The office survived — and even thrived — through an entire Trump administration, but was one of the first cuts made afterTrump’s January executive order on “gender ideology,” which included a ban on related federal funding.
In 2016, NIH designated sexual and gender minorities as a health disparity population. The designation was intended to promote research on health disparities faced by LGBTQ+ people.
Over the past week, several researchers have lost their R01 grants — career-defining grants through the NIH that are extremely difficult to get and must go through several levels of review, including approval by peers in the field, before potentially getting funded.
While funding for those grants can last several years, researchers have to submit annual reports detailing their progress and receive approval for the project to continue.
It’s very unusual for NIH to just cancel a grant, except in cases of fraud, researchers say.
“NIH is going back on their contractual obligations to us. I have never heard of this before, and I’ve been around for a second,” said Whitney L. Wharton, an Atlanta-based researcher who had a grant canceled by the NIH because the research involved trans people. “It’s literally a 180. There was no warning, other than the writing on the wall, politically,” Wharton said.
Over the past week, researchers such as Wharton have received nearly identical form letters informing them that their grant “no longer effectuates agency priorities.”
It included language researchers say is offensive: “research programs based on gender identity are often unscientific, have little identifiable return on investment, and do nothing to enhance the health of many Americans.”
Impacted research
Most of the projects that have been canceled haven’t focused on trans people specifically, but have included them under the broader umbrella of LGBTQ+ research.
There are nearly 150 active projects categorized under the now-shuttered Sexual and Gender Minority Research Office, according to an NIH website, though that includes projects that have been canceled.
Many of those projects focused on mental health, substance use, infectious diseases or aging in the LGBTQ+ population. It’s well-known in scientific research that LGBTQ+ people can experience different health outcomes, including early cognitive aging and decline, potentially because of chronic stress and other factors during their lifetime.

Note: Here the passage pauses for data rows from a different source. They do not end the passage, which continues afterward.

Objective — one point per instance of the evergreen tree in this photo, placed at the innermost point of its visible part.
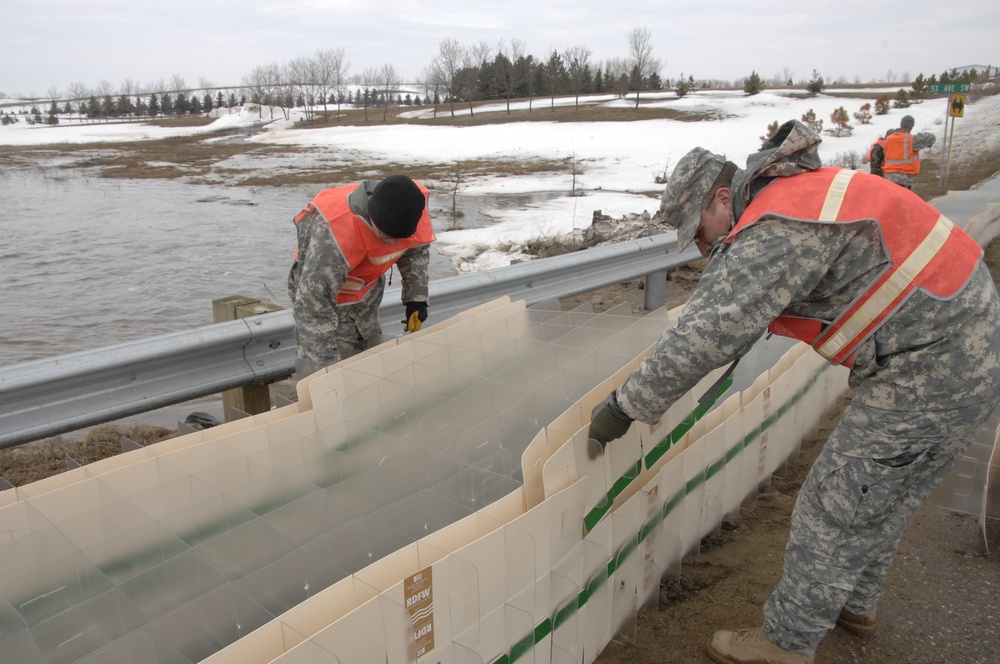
(816, 84)
(840, 118)
(811, 121)
(124, 106)
(864, 116)
(882, 105)
(771, 128)
(752, 84)
(684, 85)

The cancellations come at a crucial time for LGBTQ+ research. More than 22% of Generation Z and nearly 10% of millennials identify as LGBTQ+, according to a 2024 Gallup poll. About 0.9% of the entire population is trans, according to the poll.
Wharton’s project aimed to connect people in the LGBTQ+ community with resources related to aging and caregiving; it also created a database of LGBTQ+ people interested in Alzheimer’s clinical trials that other researchers could pull from to increase diversity in their research.
“It’s really hard to get individuals from under-resourced groups into clinical trials,” Wharton said, but it’s important work. LGBTQ+ people can be more likely to experience cognitive issues as they age and also face barriers accessing resources.
Some question whether the terminations are legal. Several federal judges have already issued preliminary injunctions against the Trump administration’s pauses on federal funding.
Jace Flatt, an associate professor at University of Nevada, Las Vegas, has had two NIH grants and one Department of Defense grant canceled for including trans people in the research, including the project they worked on with Wharton.
Another project focused on LGBTQ+ caregivers, including those caring for someone with Alzheimer’s disease or dementia, who are often missing from research into caregivers.
“It absolutely will create a huge gap in the knowledge we will have,” said Flatt, who said they will continue doing the work, but it will have to be at a smaller scale.
Another concern is the impact on the next generation of researchers looking at LGBTQ+ health issues.
“I’m training graduate students. There’s going to be nothing for them as they launch their careers,” Flatt said.